We’ve all heard the expression: tip of the iceberg.  According to Merriam Webster, when we say or write tip of the iceberg, it means a small part of something that is seen or known about when there is a much larger part that is not seen or known about.

So now you may be wondering what the expression tip of the iceberg has to do with public speaking.  Good question, so let’s answer it.  Too often speakers only show the tip of the iceberg when in fact their audiences are hoping the speaker will go below the tip.
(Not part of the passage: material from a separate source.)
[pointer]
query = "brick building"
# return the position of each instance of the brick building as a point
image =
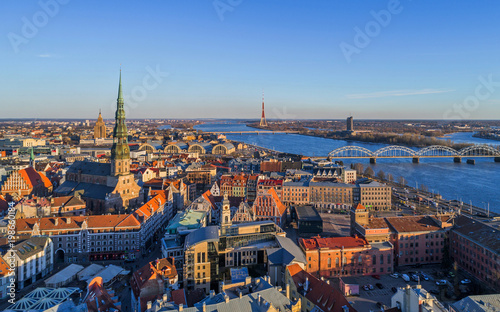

Here’s what that means to you.

Tip of the iceberg occurs when a speaker is:

  1. Focusing strictly on content
  2. Staying in their comfort zone
  3. Making minimal eye-contact
  4. Using little to no body language
  5.  Appearing ill at ease

Contrast this with the speaker who goes below the tip of the iceberg by:

  1.  Making the audience/listeners the priority
  2.  Appropriately stepping out of their comfort zone
  3.  Establishing eye-connection with a slightly extended gaze
  4.  Employing useful body language which helps amplify the message
  5.  Exhibiting poise and presence

Always remember that there’s only one you…which happens to be why the audience has chosen to attend.  When you go below the tip, you’re offering the audience a deeper level, one that is uniquely you. That’s what they’re seeking and what they’ll most remember.

Only one question remains…do you go below the tip?